The controversial bill that would give corporations in Oklahoma the legal right to hide pollution from the public’s eyes won overwhelming approval this week in a state house committee.
The House Energy and Natural Resources Committee voted 14-3 to send SB 1003 to the full house for a vote. The bill is the measure that would allow corporations to keep environmental, health and safety audits from public or court view. It would include all chemical and energy companies.
Known as the Oklahoma Environmental, Health and Safety Audit Privilege Act, it was approved in the Senate on a 36-7 vote as OK
Energy Today reported earlier this month.
Here’s how the committee vote in the House went:
YEAS: 14
Caldwell (T) Davis Hill Kannady
Luttrell Martinez May McBride
McDugle O’Donnell Pfeiffer Sneed
Steagall Taylor
NAYS: 3
Bell Dunnington Virgin
But the measure is facing opposition from journalists and environmentalists alike. Former Oologa Lake Leader publisher John Wylie recently wrote against the measure in a blog posting and spoke of it in an interview on Public Radio Tulsa, KWGS.
Click here to listen to his comments on radio.
This is what he wrote on his blog.
The War over SB 1003 (Environmental Audit Immunity)
Opinion is so divided about SB 1003, which would shield internal corporate environmental, health and safety audits from public or court view, that combatants can’t even agree on its name.

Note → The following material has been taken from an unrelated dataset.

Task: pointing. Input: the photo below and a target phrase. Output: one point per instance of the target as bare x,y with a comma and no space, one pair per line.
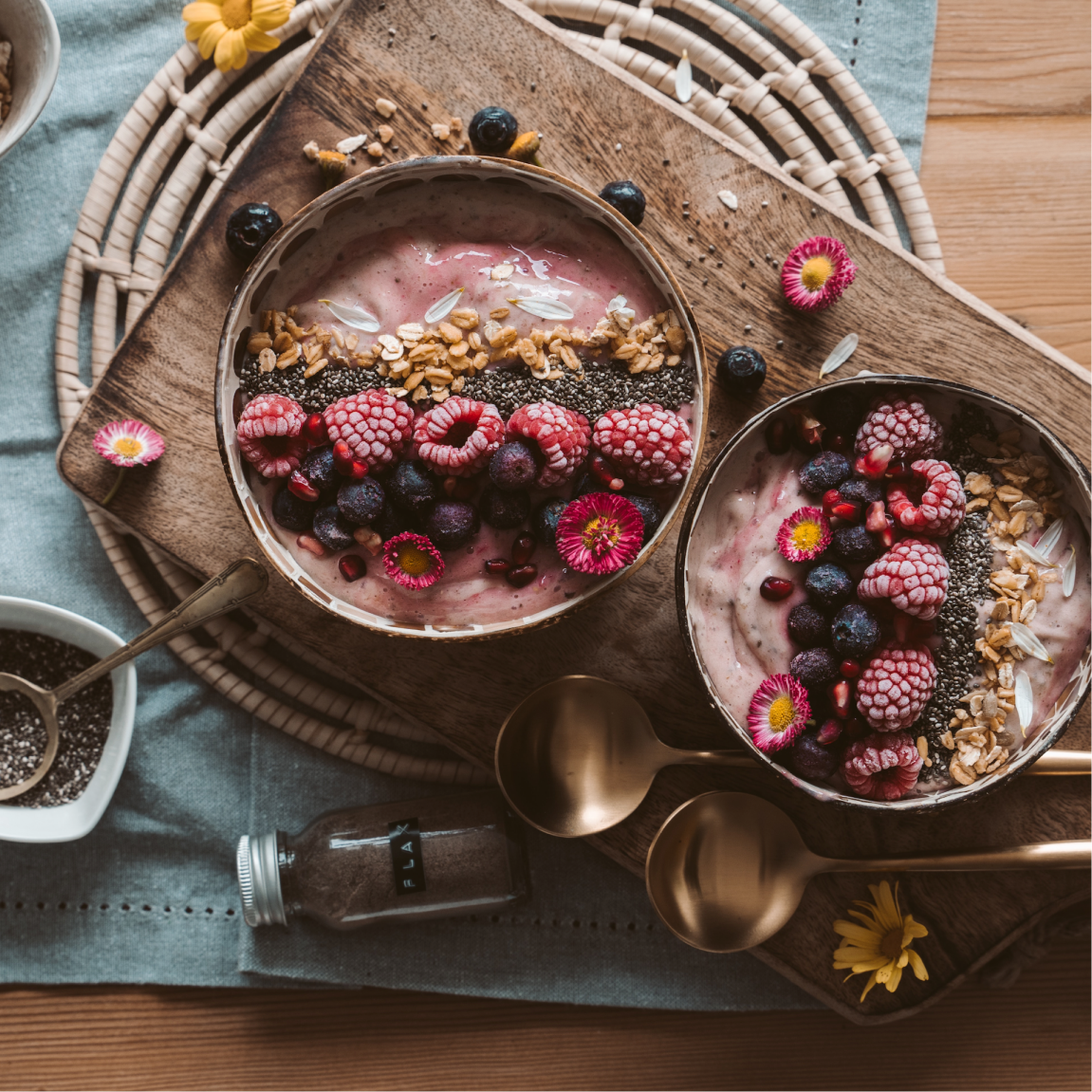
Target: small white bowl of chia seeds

Backers say it would entice chemical and energy industries to make safety and stringent environmental protection core corporate values. They call it an “environmental or health and safety law”.
Foes say it rewards corporate polluters who violate health and safety laws by dodging responsibility or even public disclosure.
While its official name is the “Environmental, Health and Safety Audit Privilege Act, critics call it the “Pollution Secrecy Act” or “Right to Know Nothing Bill”.
It sailed through the Senate with little notice March 14 by a 36-7 margin, with 5 senators excused, despite the act specifically excluding from the Oklahoma Open Records Act not just audits, but any documents used as exhibits or appendices or photographs—even ones not collected as audit components. Also secret would be communications “associated with an environmental or health and safety audit” (without defining “associated”), and even documents not marked as “Privileged.”